Нутрии были единственными животными, которых мы увидели, зато слышать довелось десятки других. Лежишь ночью в палатке — боже мой! — отделенный от дикой природы каким-то жалким миллиметром ткани, и слышишь, как всякие твари ходят рядом, хрустят ветками и даже довольно тяжело дышат (страшно до смерти!); говорят, особенно громко сопят кабаны. (Но не исключено, что это был Макс, — правда, утром он с пеной у рта твердил, что не храпел, а Линн, видимо из милосердия, не стала комментировать.)
Вечером меня назначили главным костровым — и я неплохо справился! С тополей не слетела снежная куча и не погасила огонь (и мороз не кусал нас за ноги, как, впрочем, и подлый пес Люси[36]: она оставила его дома). Конечно, я схитрил и заранее запасся жидкостью для розжига и углем, но я мастерски[37] пожарил всем стейки, установив металлическую планчу прямо на угли. Все сказали, что ужин был потрясающий; а картошка в алюминиевой фольге обгорела ровно настолько, чтобы это усилило ее бесподобный вкус; бордо оказалось вполне сносным (хорошо, что я взял швейцарский нож, чтобы его открыть) и согрело нас — рядом догорали угли; Люси обняла меня за плечи, так что я не мерз. Еще повезло, что с краю поля нашлась старая куча не слишком сырой древесины; время от времени я бросал ветку в тлеющие угли, она сразу загоралась, озаряя оранжевым светом лица Макса и Линн, которые в обнимку сидели напротив нас. Однако к ночи стало совсем холодно и мокро, на небе виднелся лишь тонкий-тонкий месяц, и как только пламя спадало, не видно было ни зги.

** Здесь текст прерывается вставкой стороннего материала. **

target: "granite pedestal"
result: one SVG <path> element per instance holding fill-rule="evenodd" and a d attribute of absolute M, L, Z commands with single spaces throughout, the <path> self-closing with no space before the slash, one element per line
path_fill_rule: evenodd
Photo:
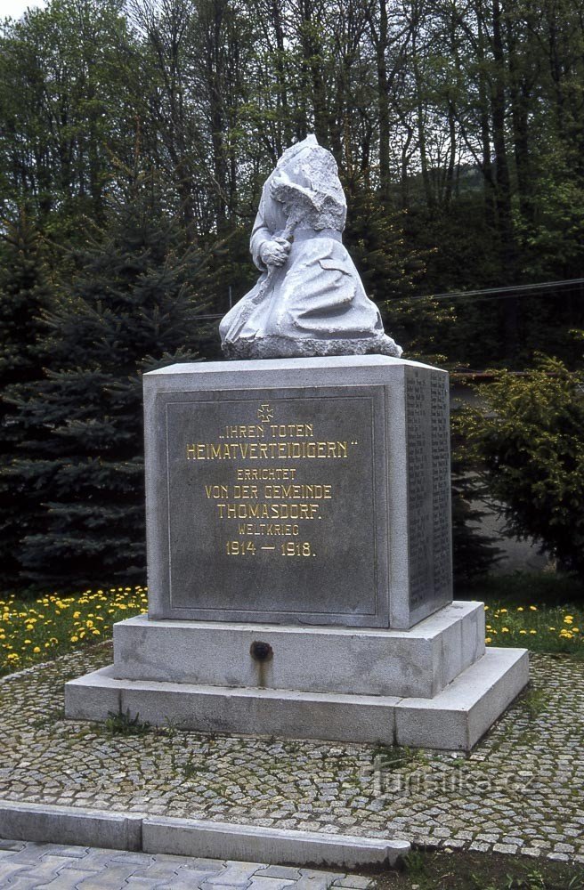
<path fill-rule="evenodd" d="M 448 376 L 385 356 L 144 377 L 149 615 L 69 716 L 468 749 L 525 685 L 453 603 Z"/>

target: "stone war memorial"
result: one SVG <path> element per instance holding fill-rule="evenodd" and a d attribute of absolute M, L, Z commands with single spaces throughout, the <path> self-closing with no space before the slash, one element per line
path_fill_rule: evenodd
<path fill-rule="evenodd" d="M 469 750 L 526 684 L 452 599 L 448 374 L 385 334 L 345 214 L 332 155 L 285 151 L 230 360 L 145 375 L 149 612 L 68 716 Z"/>

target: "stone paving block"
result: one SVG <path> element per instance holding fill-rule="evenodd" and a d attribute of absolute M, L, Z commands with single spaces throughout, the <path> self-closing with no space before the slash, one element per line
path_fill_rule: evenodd
<path fill-rule="evenodd" d="M 113 851 L 112 851 L 113 853 Z M 146 868 L 151 865 L 152 862 L 156 862 L 158 857 L 153 856 L 150 853 L 118 853 L 116 855 L 112 855 L 111 862 L 123 863 L 124 865 L 129 865 L 130 862 L 134 862 L 136 868 Z"/>
<path fill-rule="evenodd" d="M 327 874 L 326 871 L 313 872 L 310 875 L 303 875 L 294 885 L 295 890 L 328 890 L 333 883 L 336 875 Z"/>
<path fill-rule="evenodd" d="M 124 864 L 126 865 L 129 863 L 125 862 Z M 158 878 L 158 881 L 169 881 L 172 880 L 173 877 L 176 877 L 182 864 L 182 862 L 155 862 L 146 867 L 139 865 L 136 866 L 134 877 L 148 878 L 152 880 Z"/>
<path fill-rule="evenodd" d="M 134 875 L 127 879 L 125 886 L 132 887 L 132 890 L 154 890 L 160 886 L 160 881 L 156 878 L 134 878 Z M 194 886 L 194 885 L 193 885 Z"/>
<path fill-rule="evenodd" d="M 119 852 L 117 850 L 102 850 L 100 847 L 96 847 L 94 850 L 90 850 L 85 856 L 82 856 L 80 859 L 71 860 L 64 866 L 64 870 L 67 870 L 67 869 L 78 869 L 81 871 L 98 872 L 102 871 L 103 869 L 107 869 L 110 865 L 120 864 L 127 864 L 128 866 L 132 864 L 132 870 L 134 870 L 137 868 L 134 863 L 126 863 L 125 860 L 122 860 L 121 863 L 117 862 L 117 857 L 119 854 Z"/>
<path fill-rule="evenodd" d="M 48 884 L 53 880 L 62 869 L 69 863 L 77 864 L 79 860 L 66 859 L 64 856 L 53 856 L 50 854 L 42 857 L 39 862 L 27 866 L 27 877 L 34 878 L 37 884 Z"/>
<path fill-rule="evenodd" d="M 157 854 L 155 858 L 159 859 L 159 854 Z M 182 858 L 184 860 L 185 869 L 202 869 L 203 870 L 208 869 L 209 871 L 221 871 L 226 864 L 224 859 L 206 859 L 204 856 L 195 856 L 192 859 Z"/>
<path fill-rule="evenodd" d="M 291 887 L 293 884 L 289 878 L 258 878 L 254 875 L 247 890 L 283 890 L 283 887 Z"/>
<path fill-rule="evenodd" d="M 284 878 L 296 881 L 300 878 L 300 869 L 292 869 L 288 865 L 270 865 L 267 869 L 260 869 L 256 873 L 256 878 Z"/>
<path fill-rule="evenodd" d="M 79 884 L 79 890 L 120 890 L 128 878 L 134 874 L 134 870 L 135 866 L 131 863 L 128 865 L 116 863 L 86 878 Z"/>
<path fill-rule="evenodd" d="M 45 844 L 26 844 L 18 853 L 12 854 L 10 861 L 20 865 L 36 865 L 49 850 L 50 847 Z"/>
<path fill-rule="evenodd" d="M 203 884 L 200 884 L 199 886 L 201 890 L 211 890 L 212 887 L 213 890 L 233 890 L 234 887 L 237 887 L 238 890 L 247 890 L 248 885 L 249 881 L 246 884 L 208 884 L 205 881 Z"/>
<path fill-rule="evenodd" d="M 26 843 L 25 840 L 9 840 L 0 837 L 0 850 L 5 850 L 7 853 L 19 853 L 26 846 Z"/>
<path fill-rule="evenodd" d="M 372 884 L 370 878 L 361 878 L 360 875 L 347 875 L 346 878 L 339 878 L 333 881 L 334 887 L 359 887 L 359 890 L 367 890 Z"/>
<path fill-rule="evenodd" d="M 82 881 L 93 878 L 91 871 L 78 871 L 77 869 L 63 869 L 53 881 L 43 884 L 43 890 L 76 890 Z"/>
<path fill-rule="evenodd" d="M 27 875 L 18 876 L 13 881 L 6 885 L 7 890 L 37 890 L 37 887 L 44 886 L 38 883 L 36 878 L 28 878 Z"/>
<path fill-rule="evenodd" d="M 229 861 L 225 863 L 225 868 L 217 875 L 211 876 L 206 880 L 206 884 L 220 884 L 227 886 L 229 885 L 240 886 L 251 880 L 258 869 L 265 868 L 265 862 L 234 862 Z"/>
<path fill-rule="evenodd" d="M 83 859 L 90 851 L 88 846 L 61 846 L 60 844 L 43 845 L 51 856 L 63 856 L 66 859 Z"/>

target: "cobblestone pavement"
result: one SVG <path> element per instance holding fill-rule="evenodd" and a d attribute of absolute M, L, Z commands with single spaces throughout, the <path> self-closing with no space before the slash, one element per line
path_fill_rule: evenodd
<path fill-rule="evenodd" d="M 6 890 L 366 890 L 369 878 L 262 862 L 0 840 Z"/>
<path fill-rule="evenodd" d="M 531 689 L 458 756 L 64 720 L 63 682 L 110 661 L 0 681 L 0 797 L 584 862 L 584 662 L 533 656 Z"/>

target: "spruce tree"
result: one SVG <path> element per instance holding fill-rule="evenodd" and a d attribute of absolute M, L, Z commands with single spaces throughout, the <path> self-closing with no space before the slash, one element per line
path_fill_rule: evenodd
<path fill-rule="evenodd" d="M 134 190 L 78 257 L 81 271 L 48 318 L 51 367 L 19 400 L 26 435 L 13 473 L 43 505 L 20 554 L 36 586 L 145 575 L 141 375 L 197 358 L 205 263 L 155 191 Z"/>
<path fill-rule="evenodd" d="M 21 538 L 36 511 L 34 495 L 16 488 L 9 475 L 20 454 L 20 429 L 12 399 L 43 376 L 43 322 L 53 287 L 40 234 L 20 209 L 4 222 L 0 242 L 0 583 L 18 578 Z"/>

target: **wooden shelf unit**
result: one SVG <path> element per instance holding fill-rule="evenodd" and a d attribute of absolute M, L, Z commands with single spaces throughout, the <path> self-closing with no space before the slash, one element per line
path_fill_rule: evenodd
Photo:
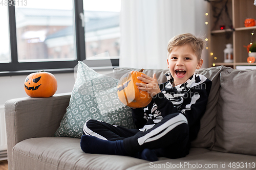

В конце концов мы замерзли и решили залезть в палатки; было почти десять. Макс, конечно, запасся надувными матрасами — мы с Люси совершенно про них забыли. Мы спали прямо на вязкой почве, и, несмотря на все вытекающие из этого плюсы (близость к земле, единение с природой), из-за поразительной топкости участка (в палатке к утру накопилось столько конденсата, что он капал с полога, — я и представить такое не мог) и тонкости растительного покрова под спальником и полом палатки, в момент пробуждения меня всего свело, невозможно было разогнуться, бока болят, поясница ноет. Макс и Линн остались нежиться в постели, у нас же с Люси было одно желание — поскорее встать, вылезти из палатки и размяться.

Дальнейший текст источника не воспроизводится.